RAW Image Reconstruction from RGB on Smartphones. NTIRE 2025 Challenge Report
This work provides a solution for generating realistic RAW data from abundant sRGB images, which is important for low-level vision tasks in computational photography, though it appears incremental as part of an ongoing challenge series.
The paper tackles the problem of reconstructing RAW sensor images from sRGB images on smartphones without metadata, addressing the scarcity of RAW datasets. It reports on the NTIRE 2025 challenge where over 150 participants submitted models, establishing a new state-of-the-art benchmark for this task.

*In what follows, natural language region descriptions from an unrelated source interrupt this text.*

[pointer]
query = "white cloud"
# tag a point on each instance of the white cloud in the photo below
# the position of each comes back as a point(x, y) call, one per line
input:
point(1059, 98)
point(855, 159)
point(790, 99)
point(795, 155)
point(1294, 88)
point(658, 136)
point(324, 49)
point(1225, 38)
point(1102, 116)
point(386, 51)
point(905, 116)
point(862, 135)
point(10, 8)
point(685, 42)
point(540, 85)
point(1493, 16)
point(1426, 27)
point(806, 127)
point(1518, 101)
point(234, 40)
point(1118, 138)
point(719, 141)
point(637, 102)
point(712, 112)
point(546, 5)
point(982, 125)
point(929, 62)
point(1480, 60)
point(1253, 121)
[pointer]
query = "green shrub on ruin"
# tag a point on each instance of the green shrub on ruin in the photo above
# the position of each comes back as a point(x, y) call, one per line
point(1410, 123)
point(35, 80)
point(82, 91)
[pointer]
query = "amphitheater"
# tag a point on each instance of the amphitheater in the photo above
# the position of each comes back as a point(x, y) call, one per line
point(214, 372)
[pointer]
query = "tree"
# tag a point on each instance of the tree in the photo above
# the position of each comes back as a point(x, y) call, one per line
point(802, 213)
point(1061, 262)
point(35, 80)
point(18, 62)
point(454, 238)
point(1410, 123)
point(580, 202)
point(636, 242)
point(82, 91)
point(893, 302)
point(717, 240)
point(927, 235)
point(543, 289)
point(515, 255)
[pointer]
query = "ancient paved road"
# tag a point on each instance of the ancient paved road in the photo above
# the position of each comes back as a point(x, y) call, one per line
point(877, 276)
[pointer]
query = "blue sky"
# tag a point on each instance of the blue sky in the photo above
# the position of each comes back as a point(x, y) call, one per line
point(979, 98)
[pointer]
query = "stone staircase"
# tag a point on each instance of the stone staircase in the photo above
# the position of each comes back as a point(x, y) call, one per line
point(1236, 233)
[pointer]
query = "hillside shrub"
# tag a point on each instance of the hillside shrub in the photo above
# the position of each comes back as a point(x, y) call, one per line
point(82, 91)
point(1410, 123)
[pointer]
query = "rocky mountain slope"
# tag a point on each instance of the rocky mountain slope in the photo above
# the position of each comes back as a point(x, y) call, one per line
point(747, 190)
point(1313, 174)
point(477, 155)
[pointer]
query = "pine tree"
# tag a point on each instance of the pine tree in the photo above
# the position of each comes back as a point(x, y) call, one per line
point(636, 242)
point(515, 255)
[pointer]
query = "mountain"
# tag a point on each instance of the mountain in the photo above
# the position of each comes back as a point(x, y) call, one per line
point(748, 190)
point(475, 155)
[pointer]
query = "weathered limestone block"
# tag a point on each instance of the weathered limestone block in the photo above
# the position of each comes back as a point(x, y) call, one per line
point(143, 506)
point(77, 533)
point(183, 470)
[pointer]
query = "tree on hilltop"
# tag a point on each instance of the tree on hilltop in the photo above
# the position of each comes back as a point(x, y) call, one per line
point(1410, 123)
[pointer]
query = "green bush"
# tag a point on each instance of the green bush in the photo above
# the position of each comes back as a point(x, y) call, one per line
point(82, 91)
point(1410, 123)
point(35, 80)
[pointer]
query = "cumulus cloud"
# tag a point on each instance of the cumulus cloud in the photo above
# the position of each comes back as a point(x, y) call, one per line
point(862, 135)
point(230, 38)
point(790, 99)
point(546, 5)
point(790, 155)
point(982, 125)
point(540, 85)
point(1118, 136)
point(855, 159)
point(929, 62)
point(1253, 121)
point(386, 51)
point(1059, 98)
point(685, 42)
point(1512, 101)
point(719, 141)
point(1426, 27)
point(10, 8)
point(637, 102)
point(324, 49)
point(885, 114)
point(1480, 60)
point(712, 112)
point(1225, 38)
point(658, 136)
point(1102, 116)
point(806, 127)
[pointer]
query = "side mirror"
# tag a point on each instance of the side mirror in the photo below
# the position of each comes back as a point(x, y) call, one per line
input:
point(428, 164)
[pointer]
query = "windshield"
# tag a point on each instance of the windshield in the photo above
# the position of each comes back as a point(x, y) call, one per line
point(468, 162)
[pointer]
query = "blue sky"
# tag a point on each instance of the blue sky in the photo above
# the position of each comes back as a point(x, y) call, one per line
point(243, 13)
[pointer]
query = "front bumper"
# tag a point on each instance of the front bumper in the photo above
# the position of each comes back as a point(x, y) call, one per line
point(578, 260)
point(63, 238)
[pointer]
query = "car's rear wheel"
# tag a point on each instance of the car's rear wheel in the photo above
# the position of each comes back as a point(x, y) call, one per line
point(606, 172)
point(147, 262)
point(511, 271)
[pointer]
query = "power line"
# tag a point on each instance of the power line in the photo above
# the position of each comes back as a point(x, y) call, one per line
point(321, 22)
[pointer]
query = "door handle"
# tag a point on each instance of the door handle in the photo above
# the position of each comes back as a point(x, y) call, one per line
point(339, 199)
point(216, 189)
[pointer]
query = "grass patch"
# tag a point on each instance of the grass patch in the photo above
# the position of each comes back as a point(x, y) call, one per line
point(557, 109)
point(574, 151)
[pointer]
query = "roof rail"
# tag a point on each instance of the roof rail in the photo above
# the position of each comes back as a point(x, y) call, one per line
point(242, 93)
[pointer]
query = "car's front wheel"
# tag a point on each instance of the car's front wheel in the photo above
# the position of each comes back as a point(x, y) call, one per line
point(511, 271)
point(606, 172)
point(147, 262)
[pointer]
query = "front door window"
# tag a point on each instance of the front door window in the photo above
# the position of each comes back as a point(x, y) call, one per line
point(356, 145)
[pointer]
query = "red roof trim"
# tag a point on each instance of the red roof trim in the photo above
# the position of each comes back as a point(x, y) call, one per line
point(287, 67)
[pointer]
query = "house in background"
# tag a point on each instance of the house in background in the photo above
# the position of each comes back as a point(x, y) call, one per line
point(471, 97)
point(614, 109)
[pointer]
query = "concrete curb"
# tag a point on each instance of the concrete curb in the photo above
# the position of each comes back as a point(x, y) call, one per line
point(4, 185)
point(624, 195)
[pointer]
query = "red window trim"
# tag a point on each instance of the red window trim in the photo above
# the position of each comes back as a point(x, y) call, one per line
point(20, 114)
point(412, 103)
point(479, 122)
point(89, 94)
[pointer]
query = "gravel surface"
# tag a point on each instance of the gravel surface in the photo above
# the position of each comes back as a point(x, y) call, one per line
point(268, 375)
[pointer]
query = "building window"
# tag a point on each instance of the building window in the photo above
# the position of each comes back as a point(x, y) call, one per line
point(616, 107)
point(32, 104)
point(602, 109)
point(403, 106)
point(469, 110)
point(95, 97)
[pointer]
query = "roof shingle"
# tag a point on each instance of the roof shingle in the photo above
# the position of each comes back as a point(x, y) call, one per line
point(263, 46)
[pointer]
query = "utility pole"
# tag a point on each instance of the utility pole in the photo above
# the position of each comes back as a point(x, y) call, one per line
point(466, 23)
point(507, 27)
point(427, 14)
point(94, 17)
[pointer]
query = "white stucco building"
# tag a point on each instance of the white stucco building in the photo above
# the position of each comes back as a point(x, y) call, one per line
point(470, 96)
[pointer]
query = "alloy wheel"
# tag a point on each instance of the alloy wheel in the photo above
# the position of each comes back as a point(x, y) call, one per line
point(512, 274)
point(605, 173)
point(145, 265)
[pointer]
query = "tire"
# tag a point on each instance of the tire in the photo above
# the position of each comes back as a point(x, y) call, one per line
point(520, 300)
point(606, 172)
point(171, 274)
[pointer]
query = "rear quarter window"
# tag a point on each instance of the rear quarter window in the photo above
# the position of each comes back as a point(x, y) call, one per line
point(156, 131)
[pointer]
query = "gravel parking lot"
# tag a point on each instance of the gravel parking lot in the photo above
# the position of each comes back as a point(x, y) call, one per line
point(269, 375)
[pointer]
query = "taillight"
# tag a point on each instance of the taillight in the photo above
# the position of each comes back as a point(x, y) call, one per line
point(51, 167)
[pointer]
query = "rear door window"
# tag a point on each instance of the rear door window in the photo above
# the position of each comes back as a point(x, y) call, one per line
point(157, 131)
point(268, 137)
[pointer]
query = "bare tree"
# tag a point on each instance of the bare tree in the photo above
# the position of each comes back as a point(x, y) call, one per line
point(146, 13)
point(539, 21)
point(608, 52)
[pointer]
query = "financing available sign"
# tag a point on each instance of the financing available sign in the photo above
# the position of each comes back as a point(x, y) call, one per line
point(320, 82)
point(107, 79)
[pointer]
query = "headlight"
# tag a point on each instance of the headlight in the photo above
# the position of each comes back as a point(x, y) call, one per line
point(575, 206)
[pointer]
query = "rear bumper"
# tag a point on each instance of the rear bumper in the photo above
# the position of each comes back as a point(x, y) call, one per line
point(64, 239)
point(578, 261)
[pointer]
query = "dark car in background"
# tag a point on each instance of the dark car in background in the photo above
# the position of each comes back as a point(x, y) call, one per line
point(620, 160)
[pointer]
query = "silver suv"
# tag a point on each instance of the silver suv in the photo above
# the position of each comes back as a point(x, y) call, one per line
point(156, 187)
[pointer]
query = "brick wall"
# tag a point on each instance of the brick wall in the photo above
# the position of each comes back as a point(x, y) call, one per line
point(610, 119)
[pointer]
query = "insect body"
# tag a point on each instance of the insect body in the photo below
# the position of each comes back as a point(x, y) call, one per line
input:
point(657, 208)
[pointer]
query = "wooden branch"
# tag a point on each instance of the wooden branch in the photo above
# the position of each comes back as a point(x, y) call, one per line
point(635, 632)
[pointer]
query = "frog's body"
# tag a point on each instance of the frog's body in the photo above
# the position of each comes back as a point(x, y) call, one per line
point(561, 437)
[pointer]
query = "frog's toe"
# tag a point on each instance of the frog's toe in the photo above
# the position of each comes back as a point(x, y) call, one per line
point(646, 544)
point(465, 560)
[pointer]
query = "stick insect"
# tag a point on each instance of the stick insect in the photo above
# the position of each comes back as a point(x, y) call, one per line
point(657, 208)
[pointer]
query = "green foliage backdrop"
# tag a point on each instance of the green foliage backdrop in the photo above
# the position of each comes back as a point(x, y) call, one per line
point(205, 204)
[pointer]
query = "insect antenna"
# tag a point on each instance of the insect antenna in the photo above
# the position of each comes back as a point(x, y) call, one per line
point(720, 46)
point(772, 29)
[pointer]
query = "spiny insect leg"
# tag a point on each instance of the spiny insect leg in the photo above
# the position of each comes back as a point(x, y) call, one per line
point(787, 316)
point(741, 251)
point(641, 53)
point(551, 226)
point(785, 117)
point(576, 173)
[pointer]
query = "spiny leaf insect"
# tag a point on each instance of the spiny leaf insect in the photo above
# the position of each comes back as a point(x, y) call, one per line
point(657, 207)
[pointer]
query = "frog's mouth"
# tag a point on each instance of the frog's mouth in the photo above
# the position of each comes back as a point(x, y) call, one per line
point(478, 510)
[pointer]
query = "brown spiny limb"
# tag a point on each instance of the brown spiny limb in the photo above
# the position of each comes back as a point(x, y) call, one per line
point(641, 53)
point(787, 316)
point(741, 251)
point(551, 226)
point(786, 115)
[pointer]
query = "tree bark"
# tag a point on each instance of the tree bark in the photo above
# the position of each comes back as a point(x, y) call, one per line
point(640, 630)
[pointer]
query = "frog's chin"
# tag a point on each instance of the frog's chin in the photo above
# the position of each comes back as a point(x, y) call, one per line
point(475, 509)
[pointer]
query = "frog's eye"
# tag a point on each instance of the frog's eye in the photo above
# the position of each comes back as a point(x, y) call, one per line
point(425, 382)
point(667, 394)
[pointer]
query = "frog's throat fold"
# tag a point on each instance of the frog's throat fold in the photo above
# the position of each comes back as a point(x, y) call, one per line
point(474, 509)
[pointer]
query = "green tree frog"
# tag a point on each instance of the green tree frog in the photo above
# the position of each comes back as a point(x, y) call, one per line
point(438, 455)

Numerous low-level vision tasks operate in the RAW domain due to its linear properties, bit depth, and sensor designs. Despite this, RAW image datasets are scarce and more expensive to collect than the already large and public sRGB datasets. For this reason, many approaches try to generate realistic RAW images using sensor information and sRGB images. This paper covers the second challenge on RAW Reconstruction from sRGB (Reverse ISP). We aim to recover RAW sensor images from smartphones given the corresponding sRGB images without metadata and, by doing this, ``reverse" the ISP transformation. Over 150 participants joined this NTIRE 2025 challenge and submitted efficient models. The proposed methods and benchmark establish the state-of-the-art for generating realistic RAW data.